なんかもう、深まりすぎて(笑)。少し前まではVTuberが「本気で音楽をやる」ということもきっと理解してもらえなかっただろうし、自分がそれをやるということにも踏み切れなかったと思うんですけど、今回は完全に吹っ切れました。だから、歌詞以外にも挑戦しようと思えることがすごく増えていて、“猫の手を貸すよ”のMVで使うイラストも自分で描いてみようと思って、実は今必死に描いているところなんです。今、自分の表現に対して自信がついてきていて、いろんなことにチャレンジしていこうという気持ちになっているんですよね。自分の人生自体、「やるぞ!」っていう気持ちに満ちていて、なんか今すごく幸せです(笑)。
──素晴らしい(笑)。そのとてもポジティブなモードはどういうふうに緑仙さんの中で熟成されてきたんでしょう。
周りの環境が本当にありがたくて。VTuberとして活動するときには、どうしても同時接続数とか、数字的な部分に重きを置かなければならないこともあって、自分が面白いと思っているものでも「これは本当に面白いものなのか?」とわからなくなることもあるんです。
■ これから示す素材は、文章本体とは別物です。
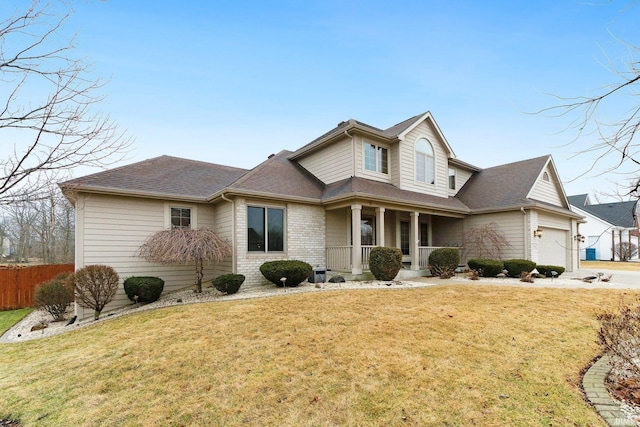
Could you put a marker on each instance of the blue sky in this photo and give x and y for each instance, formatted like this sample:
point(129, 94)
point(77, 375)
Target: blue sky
point(232, 82)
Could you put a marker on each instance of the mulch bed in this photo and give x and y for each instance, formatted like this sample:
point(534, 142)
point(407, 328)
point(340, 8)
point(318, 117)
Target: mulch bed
point(626, 390)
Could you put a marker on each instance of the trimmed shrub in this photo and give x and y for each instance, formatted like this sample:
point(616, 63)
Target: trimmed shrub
point(546, 270)
point(486, 267)
point(55, 295)
point(95, 287)
point(295, 271)
point(147, 288)
point(517, 266)
point(444, 261)
point(385, 263)
point(228, 283)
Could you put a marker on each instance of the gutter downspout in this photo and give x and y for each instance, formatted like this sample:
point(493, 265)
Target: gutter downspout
point(527, 245)
point(233, 232)
point(353, 154)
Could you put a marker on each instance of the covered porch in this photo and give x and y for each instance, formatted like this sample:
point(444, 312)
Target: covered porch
point(416, 232)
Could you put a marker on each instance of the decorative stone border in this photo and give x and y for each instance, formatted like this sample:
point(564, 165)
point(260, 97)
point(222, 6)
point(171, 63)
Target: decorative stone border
point(597, 394)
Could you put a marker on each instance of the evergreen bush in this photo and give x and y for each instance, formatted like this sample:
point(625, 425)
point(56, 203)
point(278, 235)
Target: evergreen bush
point(295, 271)
point(546, 270)
point(228, 283)
point(517, 266)
point(486, 267)
point(147, 288)
point(385, 263)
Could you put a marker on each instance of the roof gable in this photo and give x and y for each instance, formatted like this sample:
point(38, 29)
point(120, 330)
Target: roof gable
point(548, 187)
point(279, 176)
point(430, 121)
point(579, 200)
point(502, 186)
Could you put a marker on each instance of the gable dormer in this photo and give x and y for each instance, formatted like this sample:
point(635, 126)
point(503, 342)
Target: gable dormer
point(548, 187)
point(424, 155)
point(412, 155)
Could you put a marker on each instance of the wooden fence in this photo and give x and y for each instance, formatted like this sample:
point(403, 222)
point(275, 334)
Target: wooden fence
point(17, 284)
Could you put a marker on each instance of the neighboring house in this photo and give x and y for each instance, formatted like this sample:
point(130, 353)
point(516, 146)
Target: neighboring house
point(403, 186)
point(606, 225)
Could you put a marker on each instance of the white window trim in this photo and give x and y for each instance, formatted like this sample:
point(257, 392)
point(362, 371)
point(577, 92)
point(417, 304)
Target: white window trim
point(364, 161)
point(455, 176)
point(167, 214)
point(435, 165)
point(284, 229)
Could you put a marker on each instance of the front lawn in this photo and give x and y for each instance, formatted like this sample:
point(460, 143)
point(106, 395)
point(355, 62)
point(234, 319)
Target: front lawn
point(11, 317)
point(445, 355)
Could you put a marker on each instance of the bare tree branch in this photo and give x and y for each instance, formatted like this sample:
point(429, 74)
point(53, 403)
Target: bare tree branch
point(48, 118)
point(185, 246)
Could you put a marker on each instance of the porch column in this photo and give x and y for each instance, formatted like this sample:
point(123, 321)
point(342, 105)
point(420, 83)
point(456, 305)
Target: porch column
point(380, 226)
point(356, 239)
point(414, 242)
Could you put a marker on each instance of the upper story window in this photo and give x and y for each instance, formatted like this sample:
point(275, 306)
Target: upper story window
point(425, 162)
point(265, 227)
point(180, 217)
point(452, 179)
point(376, 158)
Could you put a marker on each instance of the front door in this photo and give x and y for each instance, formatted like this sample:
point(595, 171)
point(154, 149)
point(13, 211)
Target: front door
point(405, 231)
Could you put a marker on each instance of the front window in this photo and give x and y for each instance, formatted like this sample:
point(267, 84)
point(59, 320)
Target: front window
point(376, 158)
point(265, 228)
point(452, 179)
point(425, 162)
point(180, 217)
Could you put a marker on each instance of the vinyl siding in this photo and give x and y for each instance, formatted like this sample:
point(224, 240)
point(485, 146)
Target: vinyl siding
point(510, 224)
point(407, 162)
point(223, 213)
point(332, 163)
point(548, 191)
point(112, 230)
point(447, 232)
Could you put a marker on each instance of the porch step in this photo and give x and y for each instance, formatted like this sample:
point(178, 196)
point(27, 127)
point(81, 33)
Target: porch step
point(403, 274)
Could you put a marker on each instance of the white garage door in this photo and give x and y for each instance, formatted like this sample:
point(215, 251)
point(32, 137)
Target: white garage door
point(553, 247)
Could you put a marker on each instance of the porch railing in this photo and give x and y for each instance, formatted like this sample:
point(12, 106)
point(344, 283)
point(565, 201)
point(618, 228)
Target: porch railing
point(339, 257)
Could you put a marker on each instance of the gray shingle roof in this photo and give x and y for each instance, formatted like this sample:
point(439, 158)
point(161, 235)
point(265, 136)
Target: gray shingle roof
point(280, 176)
point(164, 175)
point(502, 186)
point(619, 214)
point(364, 187)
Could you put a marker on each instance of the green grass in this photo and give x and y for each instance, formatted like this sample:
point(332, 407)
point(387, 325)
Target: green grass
point(445, 355)
point(11, 317)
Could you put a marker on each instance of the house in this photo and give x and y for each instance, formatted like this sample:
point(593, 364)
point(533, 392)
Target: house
point(606, 226)
point(403, 185)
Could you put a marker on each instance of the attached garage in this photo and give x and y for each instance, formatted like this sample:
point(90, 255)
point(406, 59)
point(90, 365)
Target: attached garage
point(554, 247)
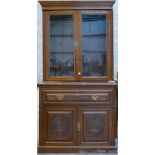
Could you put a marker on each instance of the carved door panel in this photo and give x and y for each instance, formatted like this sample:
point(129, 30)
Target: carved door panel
point(60, 126)
point(95, 126)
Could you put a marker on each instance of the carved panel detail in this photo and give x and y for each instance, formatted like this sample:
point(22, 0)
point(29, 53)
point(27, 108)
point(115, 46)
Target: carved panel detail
point(59, 127)
point(94, 125)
でも「音楽をやる」という部分ではよくも悪くもそれを感じないんですよね。素直に自分がいいと思ったもの、自分だからこそ発信できるものに集中させてもらえる環境があって、そのおかげで素直に制作に取り組めているというのはあると思います。もちろんVTuberとしての活動も自分は大切にしているし、今両方経験できているというのがすごくありがたいですね。
──今回の作品を2作のミニアルバムに分けてリリースするというのは、どういう構想からでしたか? 前作は「食」を入口にして人生を語る作品になっていて、今回はそれをさらに普遍的なストーリーとして構築していますよね。初めからそういうコンセプトを決めて取りかかったんですか?音楽ならもっと多くの人を元気づけられるということに気づいて。それが近年、音楽を本当に好きになった理由のひとつなんです
最初から完全にコンセプトを決めて取りかかりました。自分がやることはすべてにおいてそうなんですけど、まずゴールを決めて、そこに向けて逆算して進めていきたいんです。それでいえば自分の中でのいちばん大きな最終ゴールというのは、ちょっと言葉が強いですけど、「死」なんですよね。この「死」っていうのは誰もがいつか絶対に迎えるもので、そこに向かってどういうふうに自分は過ごしていけるかというのが最重要なんです。だから、音楽的な目標とかVTuberとしての目標とか、小さいゴールはその時々でありますけど、いちばん大きなゴールは「死ぬこと」なんですよ。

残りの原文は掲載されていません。